Decitabine is an approved therapy for myelodysplastic syndromes (MDS) currently administered only by infusions because it is rapidly cleared through the digestive system. Patients with MDS, who have lost the ability to manufacture healthy blood cells, receive the intravenous therapy for five to seven consecutive days on regular monthly cycles, resulting in time and travel commitments as well as financial hardships. A new oral version of decitabine offers the promise of reducing this burden.

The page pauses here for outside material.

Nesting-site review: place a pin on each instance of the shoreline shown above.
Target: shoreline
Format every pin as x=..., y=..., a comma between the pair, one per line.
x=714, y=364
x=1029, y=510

An update on the phase 3 trial testing this agent, named ASCERTAIN, was presented during the American Society of Hematology Annual Meeting and Exposition in Orlando, Florida. Michael Savona, M.D., professor of medicine and cancer biology at Vanderbilt University Medical Center, was corresponding author on the presentation. Savona was also lead author of an article on a phase 1 study of the oral agent published this year in The Lancet Haematology.
Oral Decitabine Hits the Mark
In the new phase 3 study, Savona and colleagues tested an oral therapy that is a combination of decitabine (the hypomethylating agent used in the treatment of MDS) and cedazuridine (a drug that inhibits cytidine deaminase, which is the enzyme that degrades decitabine in the gut and liver). The cross over trial involved 133 patients, all of whom received both infusion and oral therapy, but in different sequences. One arm received decitabine infusion therapy first, while the other arm received the oral therapy first.
The study demonstrated that oral therapy resulted in equivalent decitabine exposure to the infusion therapy. Safety findings on the oral therapy also showed no clinically significant gastrointestinal toxicity.
“Bioavailability of oral or IV decitabine is nearly identical – within the same patient – when the right mix of cedazuridine and decitabine are combined in a tablet.”
“This randomized study shows that the bioavailability of oral or IV decitabine is nearly identical – within the same patient – when the right mix of cedazuridine and decitabine are combined in a tablet,” Savona said.
With the oral medication already in phase 3 trials, Savona expects it may soon be available to MDS patients. “This [study] provides a great example of how to carefully show bioequivalency with the change in the route of administration of cancer therapy and will likely lead to the approval of this fixed dose capsule by the FDA, and drive patient satisfaction and confidence. Importantly, we will then be able to use this agent in combination with other outpatient oral therapies as we work to improve remissions and survival in MDS and other myeloid diseases.”